Todo muy irracional. Pero soy consciente de que hay asuntos en la vida que traspasan las fronteras de la razón. Lo comprendo porque también hay muchos miles de personas -entre los que me cuento- cuyo sueño es más dulce cuando el Barça gana el partido. De ahí que no me indigne contra los televidentes que se pasaron unas horas contemplando el cuento de hadas de la boda real. Aunque existe una diferencia notable: a nadie se le obliga ser del Barça, mientras que a determinados ciudadanos no les queda más remedio que rascarse el bolsillo para sufragar los cuantiosos gastos de los reyes.   
Hay factores que en algo explican la irracionalidad de la gente aclamando a los reyes en la calle o derramando una lágrima frente a la tele. En el interior de cada persona palpita un cuento de hadas. Ya pueden arreciar las críticas al gobierno en tiempos de crisis, ya pueden preguntarse los sesudos columnistas por el sentido de una institución caduca, ya pueden izarse las banderas republicanas… El hechizo del cuento de hadas pulveriza cuantos argumentos le salen al paso. 
Me da por pensar que, en el fondo, toda la pompa y boato de los príncipes casaderos se origina en el inconsciente. El ciudadano anónimo por un momento desea o envidia vivir como un príncipe/princesa. Imagina ser el protagonista de la ceremonia. Como en los cuentos infantiles el lector vive por ósmosis la aventura del protagonista del cuento. Lo mismo vuela, que se casa con una pareja adorable o tiene a sus órdenes a todos los conejos del Reino. Dejémosle, pues, que se libere del cepo de la rutina mientras no haga mal a nadie.   
En el caso británico resulta, además, que si la novia es una plebeya venida a más por la elección del príncipe, la realidad se acerca a la fantasía. Refuerza el conjunto el hecho de que años atrás, en Inglaterra, una princesa mítica también besó en la boca al hijo de la Reina frente a las multitudes hechizadas. Más tarde derramaría lágrimas por la traición del esposo. La gente la admiró por su belleza y generosidad. Esta princesa que murió en circunstancias oscuras y en plena juventud, es la madre del novio que será Rey un día. Perfecto coctel de amor, traición y tragedia.
En las esquinas de la mítica habitan princesas rotas, princesas surgidas de la plebe y príncipes deseosos de metamorfearse en reyes. Éstos llevan el pecho repleto de medallas, aquellas visten vestidos vaporosos. El mito, la fantasía, el deseo de un protagonismo imaginario habita el espectáculo de la boda real y aguijonea a la gente a invadir la calle para aclamar la proyección quimérica de sus propios sueños. 

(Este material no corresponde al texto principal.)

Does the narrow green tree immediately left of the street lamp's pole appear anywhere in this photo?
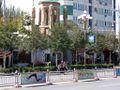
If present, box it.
[67,21,84,63]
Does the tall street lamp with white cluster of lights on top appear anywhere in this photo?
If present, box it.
[78,10,93,64]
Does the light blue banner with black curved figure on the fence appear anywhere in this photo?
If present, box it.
[21,72,46,84]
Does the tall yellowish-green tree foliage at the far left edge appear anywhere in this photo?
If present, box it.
[0,7,24,50]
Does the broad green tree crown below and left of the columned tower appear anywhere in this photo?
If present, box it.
[19,29,48,53]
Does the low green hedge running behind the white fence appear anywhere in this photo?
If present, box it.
[0,64,113,73]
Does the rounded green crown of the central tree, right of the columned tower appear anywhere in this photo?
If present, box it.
[49,24,70,51]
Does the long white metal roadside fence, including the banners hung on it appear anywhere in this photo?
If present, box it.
[0,69,116,87]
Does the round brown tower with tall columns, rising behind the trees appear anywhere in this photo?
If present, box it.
[38,2,60,34]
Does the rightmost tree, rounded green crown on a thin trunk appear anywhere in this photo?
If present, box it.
[97,31,118,63]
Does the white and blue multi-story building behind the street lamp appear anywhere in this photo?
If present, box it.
[38,0,116,31]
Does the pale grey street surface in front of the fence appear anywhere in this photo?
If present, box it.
[9,78,120,90]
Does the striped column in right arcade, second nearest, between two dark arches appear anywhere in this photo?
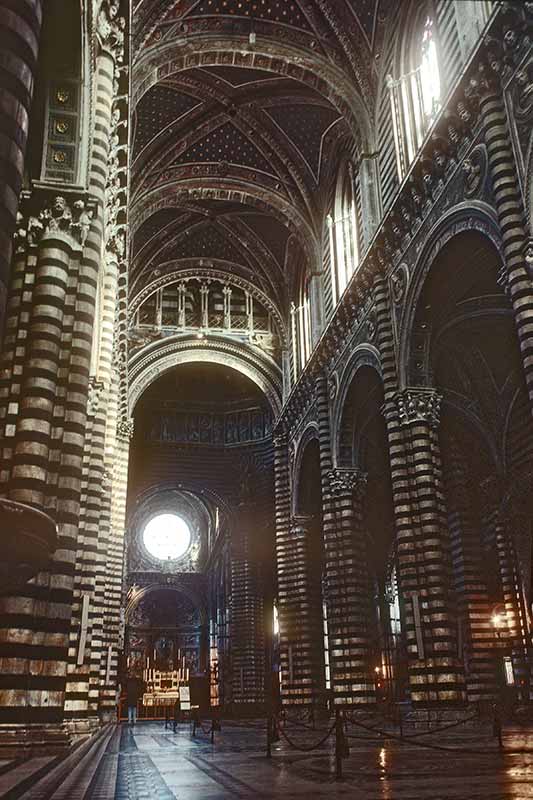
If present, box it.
[324,469,376,705]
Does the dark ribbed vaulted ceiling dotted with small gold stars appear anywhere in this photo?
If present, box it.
[130,0,385,320]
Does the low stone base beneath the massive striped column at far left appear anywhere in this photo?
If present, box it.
[0,723,72,759]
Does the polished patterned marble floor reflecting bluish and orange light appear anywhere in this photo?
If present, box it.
[0,721,533,800]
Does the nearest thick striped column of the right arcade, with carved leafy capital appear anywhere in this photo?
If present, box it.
[395,388,464,704]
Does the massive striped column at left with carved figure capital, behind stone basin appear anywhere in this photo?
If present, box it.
[0,195,88,746]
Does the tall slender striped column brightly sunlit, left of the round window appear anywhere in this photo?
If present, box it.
[65,31,121,728]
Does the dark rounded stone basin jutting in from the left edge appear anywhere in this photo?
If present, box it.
[0,498,57,594]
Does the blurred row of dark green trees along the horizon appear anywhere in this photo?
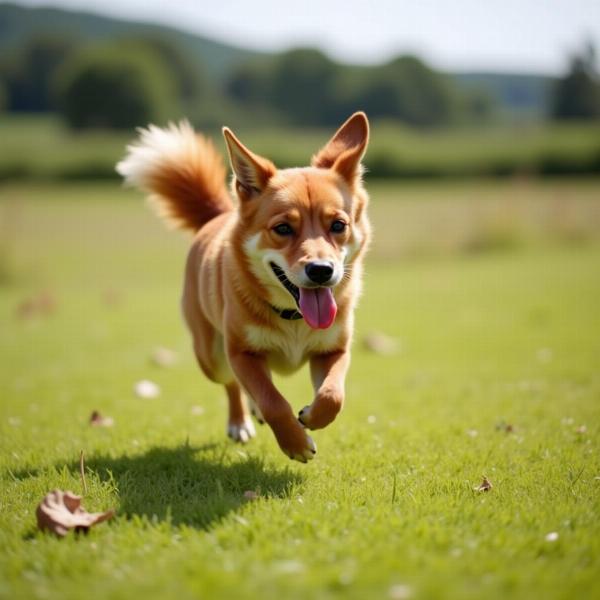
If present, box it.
[0,35,600,129]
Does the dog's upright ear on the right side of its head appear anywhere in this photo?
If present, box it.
[311,112,369,183]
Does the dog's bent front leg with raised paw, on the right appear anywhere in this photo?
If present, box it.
[298,350,350,429]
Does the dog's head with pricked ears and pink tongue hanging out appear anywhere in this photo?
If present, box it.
[223,112,369,329]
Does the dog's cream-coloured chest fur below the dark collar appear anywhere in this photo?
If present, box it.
[246,321,341,373]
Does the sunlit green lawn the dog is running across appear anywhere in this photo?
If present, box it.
[0,181,600,600]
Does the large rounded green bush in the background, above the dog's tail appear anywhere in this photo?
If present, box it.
[57,46,177,129]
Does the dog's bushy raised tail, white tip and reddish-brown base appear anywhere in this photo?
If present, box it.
[117,121,233,231]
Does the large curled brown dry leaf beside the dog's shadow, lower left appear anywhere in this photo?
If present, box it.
[36,490,115,537]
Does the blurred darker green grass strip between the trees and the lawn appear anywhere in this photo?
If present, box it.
[0,115,600,180]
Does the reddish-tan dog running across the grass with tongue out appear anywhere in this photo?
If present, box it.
[117,112,371,463]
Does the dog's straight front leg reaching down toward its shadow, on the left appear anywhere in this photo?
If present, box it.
[229,350,317,462]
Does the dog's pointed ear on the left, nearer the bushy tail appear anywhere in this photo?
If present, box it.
[223,127,277,200]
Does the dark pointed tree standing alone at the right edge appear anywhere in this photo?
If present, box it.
[552,43,600,120]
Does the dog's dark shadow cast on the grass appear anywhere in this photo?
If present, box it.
[13,444,302,529]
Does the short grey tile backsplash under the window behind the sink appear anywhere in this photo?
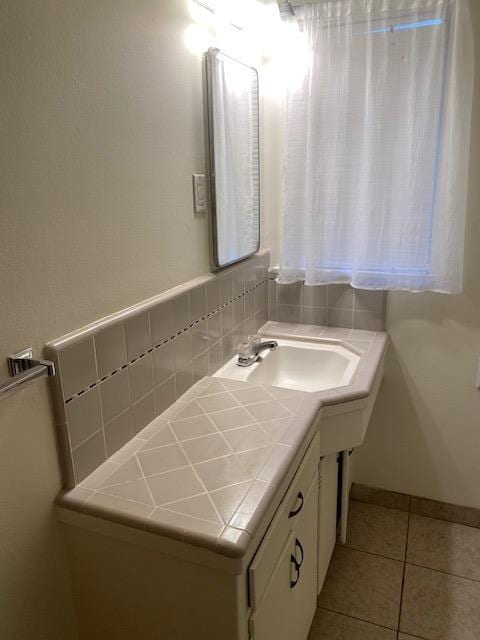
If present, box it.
[268,270,386,331]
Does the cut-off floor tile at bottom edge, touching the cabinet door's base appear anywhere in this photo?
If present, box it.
[308,608,397,640]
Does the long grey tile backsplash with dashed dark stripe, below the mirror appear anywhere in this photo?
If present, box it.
[47,251,269,488]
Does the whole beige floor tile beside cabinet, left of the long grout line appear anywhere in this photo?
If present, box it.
[318,547,403,629]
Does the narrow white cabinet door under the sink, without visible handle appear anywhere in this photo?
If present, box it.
[317,453,338,593]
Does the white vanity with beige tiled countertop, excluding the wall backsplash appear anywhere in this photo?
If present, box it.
[57,322,387,640]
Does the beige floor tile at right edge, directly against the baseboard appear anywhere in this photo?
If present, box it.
[407,514,480,580]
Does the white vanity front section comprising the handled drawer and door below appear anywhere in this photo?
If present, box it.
[249,436,319,640]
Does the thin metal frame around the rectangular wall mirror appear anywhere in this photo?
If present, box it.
[205,47,262,269]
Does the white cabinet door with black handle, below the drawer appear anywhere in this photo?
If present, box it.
[250,473,318,640]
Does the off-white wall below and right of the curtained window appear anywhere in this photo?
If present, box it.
[355,2,480,508]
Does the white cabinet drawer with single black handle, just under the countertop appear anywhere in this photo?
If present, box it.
[248,434,320,608]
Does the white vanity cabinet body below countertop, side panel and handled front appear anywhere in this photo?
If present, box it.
[58,433,335,640]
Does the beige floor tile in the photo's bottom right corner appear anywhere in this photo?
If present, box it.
[400,564,480,640]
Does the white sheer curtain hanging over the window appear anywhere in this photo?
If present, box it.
[278,0,473,292]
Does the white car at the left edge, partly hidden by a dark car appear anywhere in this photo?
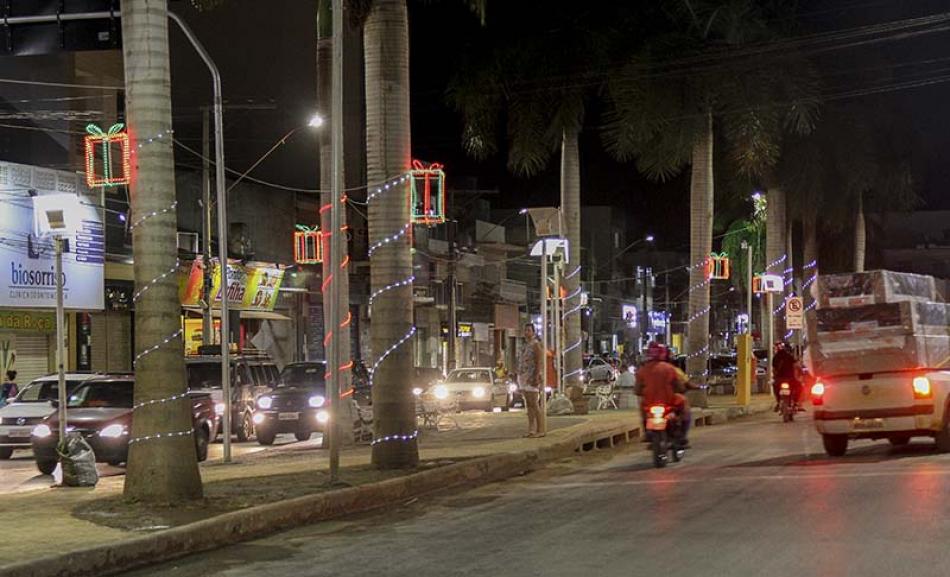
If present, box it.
[0,373,99,459]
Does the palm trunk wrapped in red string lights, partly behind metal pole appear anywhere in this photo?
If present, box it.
[317,0,353,443]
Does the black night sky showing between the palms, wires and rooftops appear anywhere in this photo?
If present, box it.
[165,0,950,254]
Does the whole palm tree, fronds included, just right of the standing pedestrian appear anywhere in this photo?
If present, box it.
[449,4,614,386]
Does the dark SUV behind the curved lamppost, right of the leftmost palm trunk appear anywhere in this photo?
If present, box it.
[185,351,280,442]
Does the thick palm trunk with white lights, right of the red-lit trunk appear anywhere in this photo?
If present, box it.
[363,0,419,469]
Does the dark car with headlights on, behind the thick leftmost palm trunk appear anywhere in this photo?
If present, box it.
[31,375,215,475]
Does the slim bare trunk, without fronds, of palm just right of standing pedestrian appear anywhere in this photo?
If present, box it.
[561,130,583,387]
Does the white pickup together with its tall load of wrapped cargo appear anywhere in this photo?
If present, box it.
[808,271,950,456]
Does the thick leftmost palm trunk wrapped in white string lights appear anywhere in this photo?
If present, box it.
[122,0,202,504]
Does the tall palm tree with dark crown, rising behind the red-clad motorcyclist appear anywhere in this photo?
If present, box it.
[604,0,814,392]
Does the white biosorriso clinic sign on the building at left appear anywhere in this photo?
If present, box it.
[0,162,105,310]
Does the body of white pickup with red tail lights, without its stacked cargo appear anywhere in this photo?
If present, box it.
[811,369,950,457]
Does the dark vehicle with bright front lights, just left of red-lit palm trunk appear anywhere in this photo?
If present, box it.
[254,361,330,445]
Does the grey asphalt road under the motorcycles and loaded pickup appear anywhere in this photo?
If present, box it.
[126,415,950,577]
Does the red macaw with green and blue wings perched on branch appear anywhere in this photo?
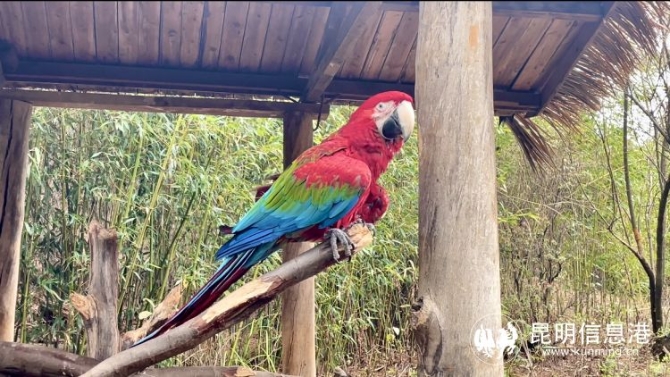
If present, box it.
[135,91,414,345]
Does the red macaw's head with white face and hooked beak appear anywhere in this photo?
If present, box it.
[351,91,414,145]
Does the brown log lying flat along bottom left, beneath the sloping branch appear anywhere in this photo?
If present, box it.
[0,342,290,377]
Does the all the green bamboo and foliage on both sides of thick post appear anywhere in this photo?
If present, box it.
[17,100,659,373]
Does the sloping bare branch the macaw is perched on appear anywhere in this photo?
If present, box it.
[83,224,372,377]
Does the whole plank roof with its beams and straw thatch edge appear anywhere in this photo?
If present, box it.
[0,1,669,163]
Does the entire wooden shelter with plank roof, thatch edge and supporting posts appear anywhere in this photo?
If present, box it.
[0,1,667,376]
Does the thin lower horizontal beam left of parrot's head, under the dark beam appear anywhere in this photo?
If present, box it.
[0,89,330,118]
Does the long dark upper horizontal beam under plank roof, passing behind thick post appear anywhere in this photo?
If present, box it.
[5,61,541,112]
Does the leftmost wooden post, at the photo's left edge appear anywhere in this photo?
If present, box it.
[0,99,32,342]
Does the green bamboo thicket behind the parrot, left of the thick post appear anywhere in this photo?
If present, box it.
[18,108,418,370]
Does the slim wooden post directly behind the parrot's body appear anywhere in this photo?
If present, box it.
[281,112,316,377]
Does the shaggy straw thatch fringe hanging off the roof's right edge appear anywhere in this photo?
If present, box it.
[502,1,670,166]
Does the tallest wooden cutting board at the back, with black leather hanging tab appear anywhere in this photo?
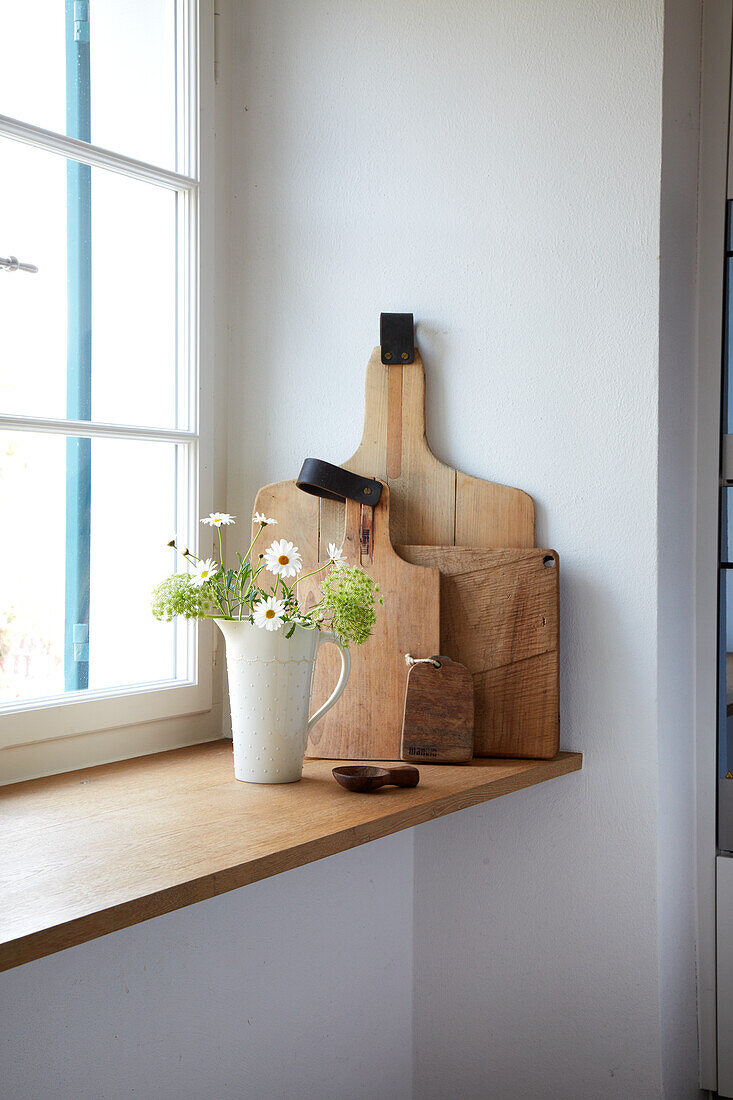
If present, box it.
[254,348,535,561]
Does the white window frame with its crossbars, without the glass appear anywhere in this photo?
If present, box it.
[0,0,220,784]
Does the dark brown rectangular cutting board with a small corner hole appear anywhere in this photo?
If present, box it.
[397,546,560,759]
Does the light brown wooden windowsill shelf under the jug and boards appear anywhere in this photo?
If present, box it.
[0,740,582,970]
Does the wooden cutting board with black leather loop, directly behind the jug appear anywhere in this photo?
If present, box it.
[297,485,440,760]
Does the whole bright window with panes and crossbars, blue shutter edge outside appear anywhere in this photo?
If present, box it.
[0,0,210,779]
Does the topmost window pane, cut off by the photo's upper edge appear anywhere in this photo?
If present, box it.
[0,0,177,168]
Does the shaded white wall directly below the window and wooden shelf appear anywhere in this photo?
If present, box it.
[0,833,413,1100]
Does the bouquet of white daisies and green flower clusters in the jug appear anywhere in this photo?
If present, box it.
[152,512,382,646]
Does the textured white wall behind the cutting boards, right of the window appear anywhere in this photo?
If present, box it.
[227,0,696,1100]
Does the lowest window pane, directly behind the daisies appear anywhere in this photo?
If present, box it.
[0,431,188,704]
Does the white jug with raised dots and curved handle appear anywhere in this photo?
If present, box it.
[216,619,351,783]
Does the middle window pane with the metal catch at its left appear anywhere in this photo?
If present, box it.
[0,139,179,428]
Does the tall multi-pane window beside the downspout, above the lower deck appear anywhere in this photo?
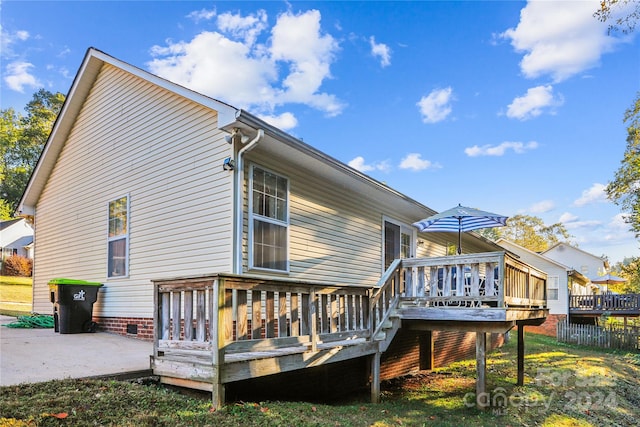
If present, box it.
[249,165,289,271]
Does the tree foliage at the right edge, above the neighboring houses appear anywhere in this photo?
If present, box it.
[606,93,640,237]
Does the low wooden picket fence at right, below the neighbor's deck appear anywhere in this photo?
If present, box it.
[557,320,640,350]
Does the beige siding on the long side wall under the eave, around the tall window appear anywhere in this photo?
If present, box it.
[244,156,444,285]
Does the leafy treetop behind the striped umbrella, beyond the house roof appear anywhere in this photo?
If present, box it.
[480,215,571,252]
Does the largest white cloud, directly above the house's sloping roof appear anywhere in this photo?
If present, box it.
[147,10,344,125]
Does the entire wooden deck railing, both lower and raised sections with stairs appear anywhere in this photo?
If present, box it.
[154,252,546,365]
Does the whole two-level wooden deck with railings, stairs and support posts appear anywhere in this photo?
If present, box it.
[151,252,547,406]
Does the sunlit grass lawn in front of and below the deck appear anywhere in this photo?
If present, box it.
[0,334,640,427]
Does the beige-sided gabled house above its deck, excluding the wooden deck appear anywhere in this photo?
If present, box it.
[19,49,501,338]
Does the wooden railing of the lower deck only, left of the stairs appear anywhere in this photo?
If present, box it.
[154,275,371,359]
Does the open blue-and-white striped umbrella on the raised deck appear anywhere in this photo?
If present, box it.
[413,205,508,255]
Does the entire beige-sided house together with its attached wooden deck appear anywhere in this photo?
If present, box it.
[18,48,546,404]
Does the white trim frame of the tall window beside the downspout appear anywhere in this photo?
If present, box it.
[247,163,291,274]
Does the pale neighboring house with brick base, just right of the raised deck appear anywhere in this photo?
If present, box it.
[497,239,591,336]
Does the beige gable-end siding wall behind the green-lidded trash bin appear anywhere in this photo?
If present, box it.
[34,65,233,318]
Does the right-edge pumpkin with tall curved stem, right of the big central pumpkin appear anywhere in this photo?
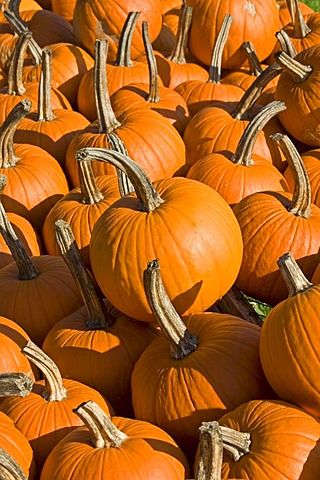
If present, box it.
[233,134,320,305]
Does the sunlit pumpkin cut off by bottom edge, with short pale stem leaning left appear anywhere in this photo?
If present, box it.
[40,401,190,480]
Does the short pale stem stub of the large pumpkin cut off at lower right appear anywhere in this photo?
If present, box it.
[277,252,313,297]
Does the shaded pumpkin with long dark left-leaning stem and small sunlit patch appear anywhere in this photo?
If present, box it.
[42,220,157,417]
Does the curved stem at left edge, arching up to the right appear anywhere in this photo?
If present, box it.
[0,98,31,168]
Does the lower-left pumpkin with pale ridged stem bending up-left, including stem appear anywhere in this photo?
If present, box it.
[0,342,113,475]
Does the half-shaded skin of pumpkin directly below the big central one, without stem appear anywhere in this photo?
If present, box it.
[132,312,271,459]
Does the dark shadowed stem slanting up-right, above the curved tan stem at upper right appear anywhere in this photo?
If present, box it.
[232,62,282,120]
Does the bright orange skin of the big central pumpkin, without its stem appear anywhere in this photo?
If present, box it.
[90,177,242,322]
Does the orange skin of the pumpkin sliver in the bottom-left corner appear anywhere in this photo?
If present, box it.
[0,412,36,480]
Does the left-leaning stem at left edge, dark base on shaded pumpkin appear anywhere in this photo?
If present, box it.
[0,175,39,280]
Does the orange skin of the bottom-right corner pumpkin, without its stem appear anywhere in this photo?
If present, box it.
[219,398,320,480]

El magnetismo funciona a pesar de las ideas de cada cual, de los partidos republicanos, de los chistes en los bares y los comentarios mordaces de los columnistas. Las bodas reales, precisamente porque recurren a un aparato excesivo y barroco, adquieren  mayor atractivo. El espectáculo del exceso otorga un plus de magia a la vida gris del ciudadano anónimo.